When I heard Jared had died, it didn't really strike me at all, because he was one of the many who I'd said goodbye to, so it just seemed like that was part of that, but as I think back more on my friends in the states, and when I might see them again, he is one I won't see again, and for the first time I'm sad for me about him dying. And so, I want to remember.
Working at Vision, it creates this weird dynamic. You talk to these people every day, multiple times a day, and so you start to build a rapport with people, get to know them, joke with them, but you could have no clue what they look like, and if you do, it's a picture from facebook.
One time there was a huge thing at Vision with lots of people there. I don't think I'd met Jared in person at that point, but we were texting and we'd talk on the phone about random stuff from time to time, so I thought he might talk to me a bit, but all I got was a head nod. I gave him a hard time about that.
Other than that, there were actually only a couple times that I spent face to face with Jared. He took me on a friend date to see How to Train Your Dragon. I remember sitting there with my arms crossed, because he'd told me that he would often hold girls hands on friend dates, and so I wanted to make it clear that he wasn't going to hold my hand. He took me to Applebee's, and talked about the church welfare system versus the government welfare system.
But my bigger memories of Jared were from the phone - him talking me into liking Jesse, telling me we'd make a good couple (with both Jesse and I within hearing), then texting with me when Jesse got a girlfriend and I was crushed.

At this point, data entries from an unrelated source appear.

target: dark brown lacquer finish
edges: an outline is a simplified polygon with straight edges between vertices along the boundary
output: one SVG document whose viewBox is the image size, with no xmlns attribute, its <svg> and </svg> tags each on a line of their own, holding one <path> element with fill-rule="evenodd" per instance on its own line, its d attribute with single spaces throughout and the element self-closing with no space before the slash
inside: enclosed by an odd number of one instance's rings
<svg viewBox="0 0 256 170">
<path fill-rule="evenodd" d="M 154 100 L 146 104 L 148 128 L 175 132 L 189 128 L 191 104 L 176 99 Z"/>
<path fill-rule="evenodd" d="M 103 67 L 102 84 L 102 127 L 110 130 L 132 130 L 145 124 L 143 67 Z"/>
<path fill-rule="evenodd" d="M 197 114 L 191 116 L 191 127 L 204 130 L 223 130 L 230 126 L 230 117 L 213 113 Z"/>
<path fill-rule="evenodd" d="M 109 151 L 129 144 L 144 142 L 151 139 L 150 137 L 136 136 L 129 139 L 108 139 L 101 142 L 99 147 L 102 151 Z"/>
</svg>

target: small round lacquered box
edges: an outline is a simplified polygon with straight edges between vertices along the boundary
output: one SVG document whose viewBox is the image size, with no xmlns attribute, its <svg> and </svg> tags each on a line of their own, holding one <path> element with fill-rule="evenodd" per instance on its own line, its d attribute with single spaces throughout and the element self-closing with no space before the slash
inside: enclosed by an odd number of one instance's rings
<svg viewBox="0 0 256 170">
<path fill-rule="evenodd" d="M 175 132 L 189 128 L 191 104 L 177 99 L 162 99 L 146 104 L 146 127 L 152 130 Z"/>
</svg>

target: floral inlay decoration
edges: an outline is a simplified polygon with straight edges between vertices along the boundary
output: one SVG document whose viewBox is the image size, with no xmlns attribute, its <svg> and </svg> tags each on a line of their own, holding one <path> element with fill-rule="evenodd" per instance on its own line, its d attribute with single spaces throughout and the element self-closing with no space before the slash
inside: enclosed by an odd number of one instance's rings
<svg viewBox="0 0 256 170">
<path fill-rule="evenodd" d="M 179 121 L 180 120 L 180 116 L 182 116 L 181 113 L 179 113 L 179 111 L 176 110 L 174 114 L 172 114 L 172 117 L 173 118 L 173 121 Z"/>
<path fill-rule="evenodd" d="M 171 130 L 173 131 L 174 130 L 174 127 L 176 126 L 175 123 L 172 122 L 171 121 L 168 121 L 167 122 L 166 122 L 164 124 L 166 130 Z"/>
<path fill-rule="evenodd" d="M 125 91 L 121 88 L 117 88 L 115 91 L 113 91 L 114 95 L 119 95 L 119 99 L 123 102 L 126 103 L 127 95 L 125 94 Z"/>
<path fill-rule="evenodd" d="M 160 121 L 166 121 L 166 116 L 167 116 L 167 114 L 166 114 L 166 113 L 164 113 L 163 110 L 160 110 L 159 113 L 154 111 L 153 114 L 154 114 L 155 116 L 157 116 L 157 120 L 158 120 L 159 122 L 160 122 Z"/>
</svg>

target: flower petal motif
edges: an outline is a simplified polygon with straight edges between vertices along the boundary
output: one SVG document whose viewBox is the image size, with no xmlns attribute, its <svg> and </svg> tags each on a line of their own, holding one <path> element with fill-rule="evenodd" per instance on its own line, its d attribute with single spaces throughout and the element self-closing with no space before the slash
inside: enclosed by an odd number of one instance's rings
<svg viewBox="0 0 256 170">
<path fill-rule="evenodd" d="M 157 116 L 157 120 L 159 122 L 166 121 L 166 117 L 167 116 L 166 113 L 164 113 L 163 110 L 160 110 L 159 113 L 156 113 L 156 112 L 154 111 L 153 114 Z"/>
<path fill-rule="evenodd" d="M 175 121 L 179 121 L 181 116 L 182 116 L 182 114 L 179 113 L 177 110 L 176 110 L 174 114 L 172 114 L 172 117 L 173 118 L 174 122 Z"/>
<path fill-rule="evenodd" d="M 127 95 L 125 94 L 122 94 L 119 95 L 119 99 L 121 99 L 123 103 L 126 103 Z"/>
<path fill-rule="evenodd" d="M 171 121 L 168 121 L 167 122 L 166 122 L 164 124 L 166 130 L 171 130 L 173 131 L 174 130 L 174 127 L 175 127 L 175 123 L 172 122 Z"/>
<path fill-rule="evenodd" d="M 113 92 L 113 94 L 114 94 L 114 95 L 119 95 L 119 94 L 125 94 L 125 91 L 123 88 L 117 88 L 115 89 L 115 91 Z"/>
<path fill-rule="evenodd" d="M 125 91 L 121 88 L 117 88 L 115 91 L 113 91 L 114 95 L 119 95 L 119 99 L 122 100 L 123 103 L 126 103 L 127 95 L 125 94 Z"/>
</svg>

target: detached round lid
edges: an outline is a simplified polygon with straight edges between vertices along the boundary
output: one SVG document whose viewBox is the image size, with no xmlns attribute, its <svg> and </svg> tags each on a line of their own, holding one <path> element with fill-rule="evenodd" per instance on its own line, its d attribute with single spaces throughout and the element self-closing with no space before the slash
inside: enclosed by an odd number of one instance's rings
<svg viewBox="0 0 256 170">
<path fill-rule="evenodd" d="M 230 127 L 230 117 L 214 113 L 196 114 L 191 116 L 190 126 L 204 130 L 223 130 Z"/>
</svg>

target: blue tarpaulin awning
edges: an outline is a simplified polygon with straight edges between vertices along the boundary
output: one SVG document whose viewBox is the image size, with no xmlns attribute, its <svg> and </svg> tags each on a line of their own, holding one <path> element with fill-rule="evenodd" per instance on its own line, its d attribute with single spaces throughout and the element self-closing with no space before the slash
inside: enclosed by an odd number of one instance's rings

Can't really think of Jared without Jesse. Those were my most distinct impressions of Jared, as part of the Jared-Jesse duo, the brothers who were so tight. Jesse's the one I was saddest for when I heard, just because they'd had a special bond, and it'd meant something to me, just even to watch it from the sidelines.
I remember there was this huge secrecy around Vision, because I like Jesse, and this girl Jessica liked Jared, so we'd told each other our secrets, but no one else knew because it was a bit taboo. So one day Jared says something to a customer, about how I'm his girlfriend or whatever, and I blurted out, "Not when I'm interested in your BROTHER!" in the middle of the call center. I looked around to see if anyone had heard, and thought they hadn't but I was pretty embarrassed by that, and then started to worry that I'd hurt Jared's feelings, and what if he was interested in me? We women really do overthink things.
The image that sticks with me, though, is of a phone call I had with Jared one night. It was middle of the night, and he had just been out wandering around Viriginia Beach, a few miles from home by then. He ends up in some sprinklers, and ended up hitchhiking home with some apparently cool people, but he tells me that he is going to buy a scooter, and that when he gets it, he's going to ride around with a cape on. Virginia Beach's superhero is kinda how I imagined it, just moreso a dysfunctional superhero.
He took me out when I got promoted too. I don't know if it's because he knew I'd be divorced, so maybe no one else would think to take me to celebrate, but it was really sweet. He let me choose where to go, and took me to Communal. I remember him saying he'd rather take people out and spend his money on people, because that was what mattered to him, and also that he didn't like to be alone.
Above all, what strikes me most about Jared when I think back on him is how human he was. He had uncommon generosity, all the while trying to convince me to try drugs. He called me up one day to ask me about the pig I'd bought, and wanted to go and name a pig, and then have it slaughtered and eat it.
I miss him. I think what I really miss is never getting to talk with him about the church, now that I'm on the other side of it. Because he tried to talk to me about it before, but I didn't know how to listen then. Still not planning on trying that bud, Jar.